Tadhg did not reply at once. He stood quietly as she hit him with her two fists; he watched as she stepped away, clutching her arms around herself in an attempt to contain her fury. At last he said, “God is love, Nessa. He gathers your sisters to his heart, and heals all their suffering. They look down on you smiling. God loves all his children.”

“It's not true! Everyone died, little babies, old men, hard-working folk, all kinds of people. How can you say everything's all right when it's so wrong? My sisters died before they could grow up and be married and have children, before they could do anything. There's no reason at all for that. Why were my people taken, and the strangers spared? We have not deserved this, it is cruel and unjust. I spit on your god and his false words of love. I despise him.”

“Now, Nessa,” said Tadhg, “you do not believe me, I know, but this will become easier to bear in time.”

“How can it?” Nessa snapped, furious with his patience.

“It will,” he said. “You will never forget them, but you will put them away in your memory, and move on. We all do.”

There was a silence.

“Tell me,” said Tadhg, “do you think if I were not here, and you had never heard of Jesus Christ and his teachings, this plague would not have come?”

“No,” she conceded.

“Who would you have blamed then?” asked Tadhg softly. “This is not his doing, and it is not the fault of Ulf's people. They have shown their strength and their kindness during this dark time; my opinion of them is changing. Now come, shall we walk back together? I find prayers helpful. Why not seek answers in your own faith? We must heal our wounds in
whatever way we can.”

After that, Nessa made time to walk on the shore and look at the patterns on the stones. She went south down the coast to the high cliffs and sat in a hollow looking out to the west, hearing the seabirds squabbling on the ledges below, not so many at this time of year but still enough to set the air alive around her. She stood on the rocks where she had seen the silent warrior, and watched the sea. These journeys were indeed a kind of prayer, her own kind. The hurt did not seem to lessen, not when little things kept reminding her: a bone comb carved with seals, which had been her sister's, left behind in a corner of a shelf; a pair of green felt slippers, which had been her other sister's, and that she had always wanted for herself. Now the slippers sat by her bed, and she could not bear to put them on.

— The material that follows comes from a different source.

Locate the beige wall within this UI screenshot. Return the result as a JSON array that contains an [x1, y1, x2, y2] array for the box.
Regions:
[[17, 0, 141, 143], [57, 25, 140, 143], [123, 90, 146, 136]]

And all the time, Engus's eyes were on her, assessing, appraising. For everything had changed. Her uncle had been proud to see her become Rona's student, proud of what she would be for the Folk. But that was before. Since the sickness, the family was no longer rich in girls. Kinart could not take his father's place. The royal line was the women's line; it had always been thus, for such a manner of succession ensured strong blood and meant disputes between kin were few. In the space of a season's turning, Nessa had become the last princess of the Folk, and it was no longer possible that she devote her life to the mysteries. If the crown were not to pass to the Caitt, Nessa must wed and bear a son: a son who would one day be king of the Light Isles.